Стал с тех пор Игорь самым отчаянным недругом Кончака. Беспощадно зорил он половецкие гнезда быстрыми и ловкими походами. Но были то малые сечи в ближней степи. Не унять ими поганых. Жадными волчьими стаями кружат они у русских веж, огнем и смертью проносятся по городам и селам.
Дивился Святослав, для чего дядя нарочным гонцом так спешно к себе вызывает.
В гриднице Игоревой сидели юный сын его Владимир и брат — молчаливый и грузный Всеволод. Он не охоч до больших советов: сеча — лучшая для него дума. У него темный колючий взгляд и крупные, как у всех Ольговичей, губы.
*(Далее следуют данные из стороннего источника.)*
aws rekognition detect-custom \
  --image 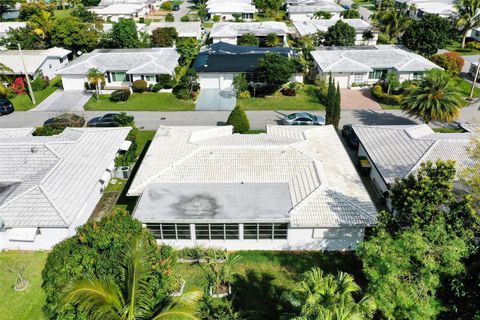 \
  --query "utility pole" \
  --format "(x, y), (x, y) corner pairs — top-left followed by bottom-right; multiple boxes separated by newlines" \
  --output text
(470, 58), (480, 98)
(17, 43), (37, 104)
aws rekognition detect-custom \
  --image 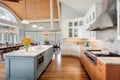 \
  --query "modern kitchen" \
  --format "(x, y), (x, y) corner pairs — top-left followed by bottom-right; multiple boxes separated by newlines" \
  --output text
(0, 0), (120, 80)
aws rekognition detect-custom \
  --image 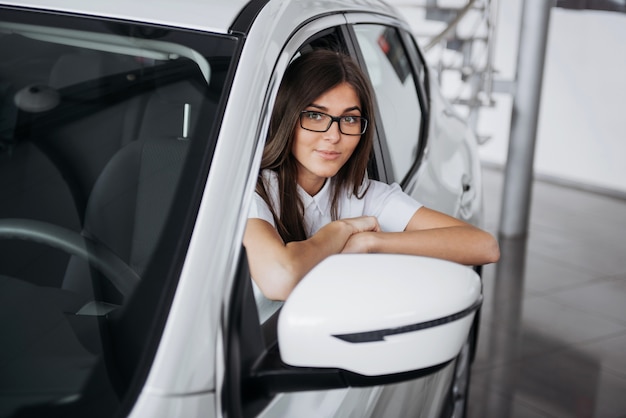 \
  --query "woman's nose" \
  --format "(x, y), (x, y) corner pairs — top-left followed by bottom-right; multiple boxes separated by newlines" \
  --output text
(324, 120), (341, 143)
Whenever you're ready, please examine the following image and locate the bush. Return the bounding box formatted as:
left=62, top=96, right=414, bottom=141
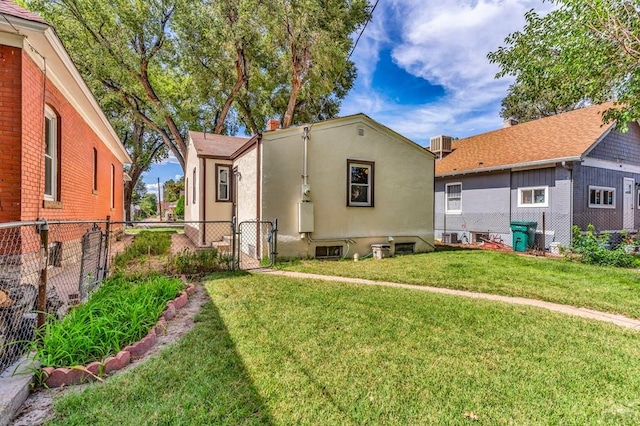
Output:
left=36, top=275, right=183, bottom=367
left=566, top=224, right=635, bottom=268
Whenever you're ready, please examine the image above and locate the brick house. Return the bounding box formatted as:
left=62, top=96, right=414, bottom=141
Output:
left=430, top=104, right=640, bottom=249
left=0, top=0, right=131, bottom=222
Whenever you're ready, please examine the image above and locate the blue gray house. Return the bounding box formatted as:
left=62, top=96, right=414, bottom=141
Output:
left=430, top=104, right=640, bottom=249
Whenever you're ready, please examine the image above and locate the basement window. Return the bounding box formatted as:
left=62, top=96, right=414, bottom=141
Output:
left=316, top=246, right=342, bottom=260
left=589, top=186, right=616, bottom=209
left=394, top=243, right=416, bottom=254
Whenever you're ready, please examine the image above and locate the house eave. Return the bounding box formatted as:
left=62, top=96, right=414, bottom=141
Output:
left=435, top=156, right=582, bottom=178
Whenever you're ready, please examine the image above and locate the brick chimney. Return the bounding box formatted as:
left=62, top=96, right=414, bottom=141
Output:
left=267, top=118, right=280, bottom=130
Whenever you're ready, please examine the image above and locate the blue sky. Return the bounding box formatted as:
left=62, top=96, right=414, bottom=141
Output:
left=143, top=0, right=553, bottom=191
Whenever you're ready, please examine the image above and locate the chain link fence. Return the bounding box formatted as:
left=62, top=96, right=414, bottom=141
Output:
left=435, top=208, right=640, bottom=252
left=0, top=220, right=277, bottom=373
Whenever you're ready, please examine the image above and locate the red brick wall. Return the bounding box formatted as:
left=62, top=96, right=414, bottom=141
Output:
left=21, top=53, right=123, bottom=221
left=0, top=45, right=22, bottom=222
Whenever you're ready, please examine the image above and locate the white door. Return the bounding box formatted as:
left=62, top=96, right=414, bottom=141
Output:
left=622, top=178, right=635, bottom=231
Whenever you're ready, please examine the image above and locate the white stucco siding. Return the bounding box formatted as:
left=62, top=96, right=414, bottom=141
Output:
left=234, top=147, right=259, bottom=223
left=262, top=118, right=434, bottom=256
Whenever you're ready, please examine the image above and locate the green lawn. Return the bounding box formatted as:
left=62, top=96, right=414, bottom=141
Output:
left=278, top=249, right=640, bottom=318
left=53, top=274, right=640, bottom=425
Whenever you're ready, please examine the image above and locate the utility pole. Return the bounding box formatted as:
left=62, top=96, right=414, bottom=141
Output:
left=158, top=178, right=162, bottom=221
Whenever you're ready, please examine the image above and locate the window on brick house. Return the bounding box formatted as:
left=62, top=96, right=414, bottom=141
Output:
left=44, top=106, right=60, bottom=201
left=93, top=148, right=98, bottom=192
left=111, top=164, right=116, bottom=209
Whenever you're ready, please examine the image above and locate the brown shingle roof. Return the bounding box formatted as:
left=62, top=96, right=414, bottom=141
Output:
left=189, top=132, right=250, bottom=158
left=436, top=104, right=613, bottom=176
left=0, top=0, right=46, bottom=24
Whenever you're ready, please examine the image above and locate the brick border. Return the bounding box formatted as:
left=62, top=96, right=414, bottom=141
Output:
left=42, top=284, right=196, bottom=388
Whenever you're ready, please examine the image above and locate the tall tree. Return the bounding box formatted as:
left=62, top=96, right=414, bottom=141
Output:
left=488, top=0, right=640, bottom=128
left=26, top=0, right=199, bottom=168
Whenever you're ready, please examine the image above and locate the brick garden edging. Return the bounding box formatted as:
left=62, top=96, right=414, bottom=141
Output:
left=42, top=284, right=196, bottom=388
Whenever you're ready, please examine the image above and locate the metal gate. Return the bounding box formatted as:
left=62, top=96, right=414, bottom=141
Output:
left=234, top=221, right=278, bottom=269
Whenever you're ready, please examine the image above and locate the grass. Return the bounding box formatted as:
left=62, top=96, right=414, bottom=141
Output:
left=277, top=249, right=640, bottom=318
left=46, top=274, right=640, bottom=425
left=36, top=276, right=183, bottom=367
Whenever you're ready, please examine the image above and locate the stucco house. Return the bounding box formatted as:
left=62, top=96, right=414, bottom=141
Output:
left=430, top=104, right=640, bottom=249
left=185, top=114, right=434, bottom=258
left=0, top=0, right=131, bottom=222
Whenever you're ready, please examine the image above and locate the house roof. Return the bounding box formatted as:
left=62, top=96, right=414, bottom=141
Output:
left=0, top=0, right=46, bottom=24
left=0, top=0, right=131, bottom=163
left=189, top=131, right=250, bottom=158
left=436, top=103, right=614, bottom=176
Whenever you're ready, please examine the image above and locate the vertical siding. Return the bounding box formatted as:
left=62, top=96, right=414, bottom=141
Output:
left=573, top=165, right=640, bottom=230
left=589, top=123, right=640, bottom=166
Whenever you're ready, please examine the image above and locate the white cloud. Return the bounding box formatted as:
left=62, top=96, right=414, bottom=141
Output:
left=341, top=0, right=553, bottom=145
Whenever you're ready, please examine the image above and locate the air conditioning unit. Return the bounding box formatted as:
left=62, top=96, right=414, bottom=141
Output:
left=429, top=135, right=453, bottom=158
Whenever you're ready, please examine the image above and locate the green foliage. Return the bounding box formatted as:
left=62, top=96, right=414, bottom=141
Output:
left=566, top=224, right=635, bottom=268
left=36, top=275, right=183, bottom=367
left=174, top=195, right=184, bottom=219
left=113, top=230, right=175, bottom=268
left=166, top=248, right=231, bottom=275
left=488, top=0, right=640, bottom=129
left=140, top=193, right=158, bottom=218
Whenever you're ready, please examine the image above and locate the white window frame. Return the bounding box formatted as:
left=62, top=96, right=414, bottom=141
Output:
left=44, top=105, right=58, bottom=201
left=518, top=186, right=549, bottom=208
left=347, top=160, right=375, bottom=207
left=444, top=182, right=462, bottom=214
left=587, top=185, right=616, bottom=209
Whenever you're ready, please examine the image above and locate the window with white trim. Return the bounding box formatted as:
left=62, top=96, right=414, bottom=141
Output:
left=445, top=183, right=462, bottom=214
left=347, top=160, right=374, bottom=207
left=518, top=186, right=549, bottom=207
left=589, top=186, right=616, bottom=209
left=216, top=164, right=231, bottom=201
left=44, top=106, right=58, bottom=201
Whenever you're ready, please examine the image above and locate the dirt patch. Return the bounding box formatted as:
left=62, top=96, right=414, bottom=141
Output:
left=11, top=283, right=209, bottom=426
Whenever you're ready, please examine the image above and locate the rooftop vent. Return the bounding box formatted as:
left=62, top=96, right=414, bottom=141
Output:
left=429, top=135, right=453, bottom=158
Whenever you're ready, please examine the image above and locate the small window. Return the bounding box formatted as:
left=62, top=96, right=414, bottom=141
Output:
left=347, top=160, right=374, bottom=207
left=589, top=186, right=616, bottom=209
left=191, top=167, right=198, bottom=204
left=44, top=106, right=59, bottom=201
left=394, top=243, right=416, bottom=254
left=316, top=246, right=342, bottom=259
left=93, top=148, right=98, bottom=193
left=216, top=164, right=231, bottom=201
left=518, top=186, right=549, bottom=207
left=445, top=183, right=462, bottom=214
left=111, top=164, right=116, bottom=209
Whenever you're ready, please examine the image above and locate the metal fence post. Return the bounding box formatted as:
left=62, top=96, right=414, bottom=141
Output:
left=100, top=216, right=111, bottom=280
left=36, top=220, right=49, bottom=329
left=231, top=216, right=237, bottom=271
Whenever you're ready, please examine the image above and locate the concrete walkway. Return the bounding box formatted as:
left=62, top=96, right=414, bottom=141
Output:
left=253, top=269, right=640, bottom=331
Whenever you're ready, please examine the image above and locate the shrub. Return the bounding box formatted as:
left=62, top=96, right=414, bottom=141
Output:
left=36, top=275, right=183, bottom=367
left=566, top=224, right=635, bottom=268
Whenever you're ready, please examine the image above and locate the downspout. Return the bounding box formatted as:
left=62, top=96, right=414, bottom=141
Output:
left=198, top=158, right=207, bottom=245
left=256, top=133, right=262, bottom=260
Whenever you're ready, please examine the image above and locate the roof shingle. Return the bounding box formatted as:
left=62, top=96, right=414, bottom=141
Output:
left=0, top=0, right=48, bottom=25
left=436, top=103, right=613, bottom=176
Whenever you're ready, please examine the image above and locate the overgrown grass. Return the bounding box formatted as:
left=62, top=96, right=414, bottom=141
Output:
left=36, top=276, right=183, bottom=367
left=113, top=230, right=176, bottom=269
left=166, top=248, right=231, bottom=275
left=52, top=275, right=640, bottom=425
left=278, top=249, right=640, bottom=318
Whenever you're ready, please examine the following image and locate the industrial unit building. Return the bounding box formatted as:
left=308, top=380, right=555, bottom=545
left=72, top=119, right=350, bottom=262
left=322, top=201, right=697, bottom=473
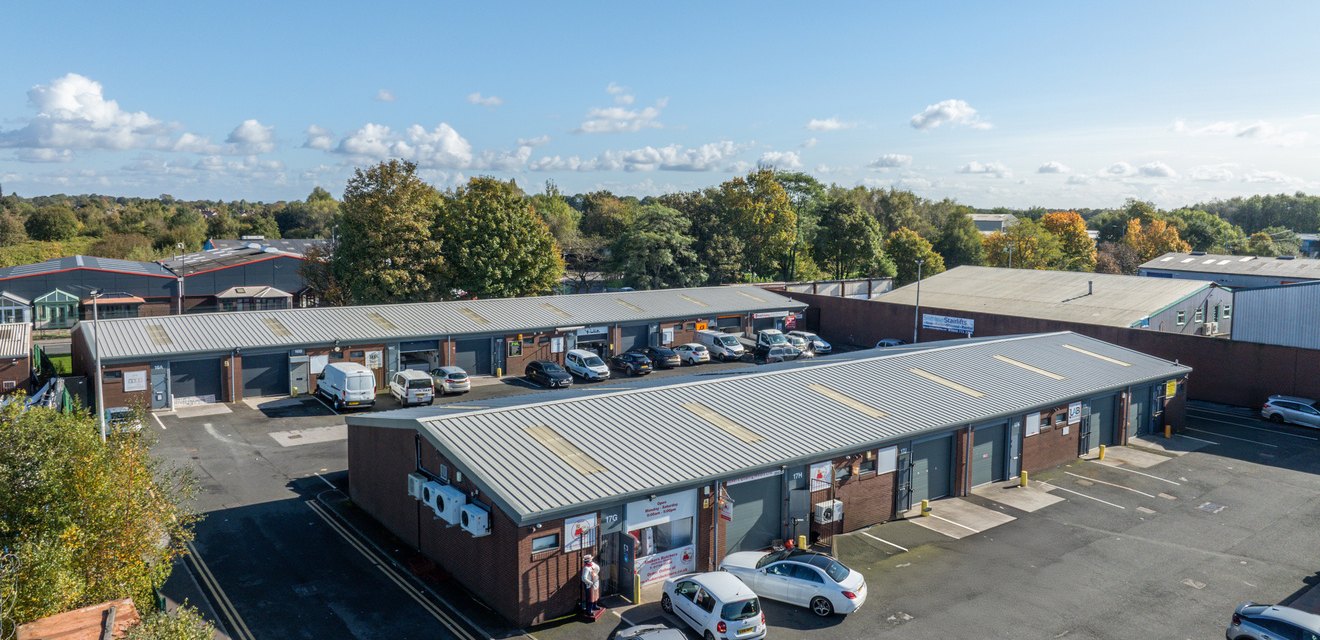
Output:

Владимир по-девичьи румян, еще и бородки не обрел.
Еле сдерживает он себя:
— Не томи, отец. Чую, не за пустым позвал.
— Не за пустым. — Игорь хитро прищурился, пытливо оглядел каждого. — Замыслил я дальний поход на поганых по Дону, до самого Лукоморья — земли дедовой.
— С киевским князем? — не понял Святослав — Так он же на Днепр летовать братье скликает.
— Киев нам не указ, — зло ответил Игорь. — В своих уделах правим, своим разумом живы. И славу воинскую незачем другим отдавать.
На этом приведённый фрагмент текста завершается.